Reforçando o cuidado com as mulheres, a Secretaria de Estado da Saúde (Sesa) reforça ações integradas de prevenção, vacinação, rastreamento e organização da Rede de Atenção à Saúde em todo o Paraná.
Manter os exames em dia, atualizar a carteira de vacinação e observar sinais do próprio corpo são atitudes que podem fazer a diferença na prevenção da doença.
De acordo com estimativas do Instituto Nacional de Câncer (Inca/MS), o Paraná deve registrar aproximadamente 1.120 novos casos de câncer de colo do útero e 3.620 casos de câncer colorretal em 2026.
O câncer de colo do útero está associado à infecção persistente pelo Papilomavírus Humano (HPV), enquanto o câncer colorretal, que acomete cólon e reto, está entre os mais incidentes na população geral.
A vacina contra o HPV é oferecida gratuitamente pelo Sistema Único de Saúde (SUS) para meninas e meninos de 9 a 14 anos, em esquema de dose única.

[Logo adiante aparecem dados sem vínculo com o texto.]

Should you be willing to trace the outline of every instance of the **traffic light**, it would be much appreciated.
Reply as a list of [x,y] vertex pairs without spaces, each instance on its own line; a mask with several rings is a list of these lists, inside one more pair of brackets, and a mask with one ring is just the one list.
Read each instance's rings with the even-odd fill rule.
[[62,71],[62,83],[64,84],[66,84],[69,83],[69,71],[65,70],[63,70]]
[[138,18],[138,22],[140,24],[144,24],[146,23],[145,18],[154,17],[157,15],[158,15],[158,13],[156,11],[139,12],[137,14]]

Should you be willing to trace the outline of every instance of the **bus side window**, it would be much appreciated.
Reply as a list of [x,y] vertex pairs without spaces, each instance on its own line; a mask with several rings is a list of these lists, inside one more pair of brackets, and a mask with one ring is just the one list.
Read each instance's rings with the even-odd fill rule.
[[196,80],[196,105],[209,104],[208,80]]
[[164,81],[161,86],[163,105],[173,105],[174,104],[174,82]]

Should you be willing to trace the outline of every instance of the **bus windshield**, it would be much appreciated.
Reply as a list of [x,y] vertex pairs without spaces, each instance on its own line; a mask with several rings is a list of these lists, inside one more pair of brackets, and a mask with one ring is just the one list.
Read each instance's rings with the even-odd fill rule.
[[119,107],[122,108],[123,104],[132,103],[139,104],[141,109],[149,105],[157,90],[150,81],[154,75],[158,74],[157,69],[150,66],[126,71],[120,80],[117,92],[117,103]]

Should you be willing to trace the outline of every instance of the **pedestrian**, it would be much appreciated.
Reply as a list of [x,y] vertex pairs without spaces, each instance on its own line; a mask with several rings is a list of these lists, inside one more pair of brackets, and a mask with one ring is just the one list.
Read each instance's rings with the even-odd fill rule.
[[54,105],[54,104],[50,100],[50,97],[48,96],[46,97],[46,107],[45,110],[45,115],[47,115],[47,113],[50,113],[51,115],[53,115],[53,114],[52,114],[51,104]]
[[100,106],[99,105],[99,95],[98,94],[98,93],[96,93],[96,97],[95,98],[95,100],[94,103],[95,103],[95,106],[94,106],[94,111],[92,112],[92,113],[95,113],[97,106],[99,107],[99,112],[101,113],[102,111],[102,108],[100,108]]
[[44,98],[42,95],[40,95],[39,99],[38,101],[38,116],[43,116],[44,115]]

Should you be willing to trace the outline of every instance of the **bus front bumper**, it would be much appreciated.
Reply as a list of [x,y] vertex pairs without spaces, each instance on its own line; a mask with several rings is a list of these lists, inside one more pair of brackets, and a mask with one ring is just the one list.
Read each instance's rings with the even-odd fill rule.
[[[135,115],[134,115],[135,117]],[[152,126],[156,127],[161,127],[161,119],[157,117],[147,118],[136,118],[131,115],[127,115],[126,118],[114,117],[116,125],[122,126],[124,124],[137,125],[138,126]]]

Adolescentes com idades entre 15 e 19 anos que não tenham sido imunizados até os 14 anos ainda podem ser vacinados na etapa de resgate que vai até o mês de junho de 2026.
DIAGNÓSTICO PRECOCE
O exame citopatológico do colo do útero (Papanicolau) segue como principal estratégia para identificação de lesões precursoras. A Sesa disponibiliza anualmente kits de coleta para 398 municípios, assegurando a oferta do exame na Atenção Primária à Saúde. Apenas a cidade de Curitiba realiza a aquisição com recursos próprios.
CÂNCER COLORRETAL
No caso do câncer colorretal, a estratégia estadual começa na Atenção Primária, com o objetivo de promover hábitos saudáveis e a identificação precoce de sinais e sintomas, seguindo com a realização de exames diagnósticos, como a colonoscopia, na rede contratualizada. Os casos confirmados são encaminhados aos serviços especializados e hospitais habilitados em oncologia para tratamento cirúrgico, quimioterápico e acompanhamento multiprofissional.
Segundo a diretora de Atenção e Vigilância em Saúde da Sesa, Maria Goretti David Lopes, a estratégia estadual prioriza a ampliação do acesso e a redução de desigualdades.
“A vacinação contra o HPV é uma das principais ferramentas para reduzir o risco do câncer de colo do útero nas próximas décadas. Temos trabalhado com ações em ambiente escolar, busca ativa e monitoramento contínuo da cobertura para garantir que adolescentes estejam protegidos no tempo oportuno, com o objetivo de ampliar a cobertura vacinal, alcançar públicos ainda não imunizados e reduzir desigualdades de acesso, fortalecendo a proteção contra o câncer de colo do útero.”, afirma.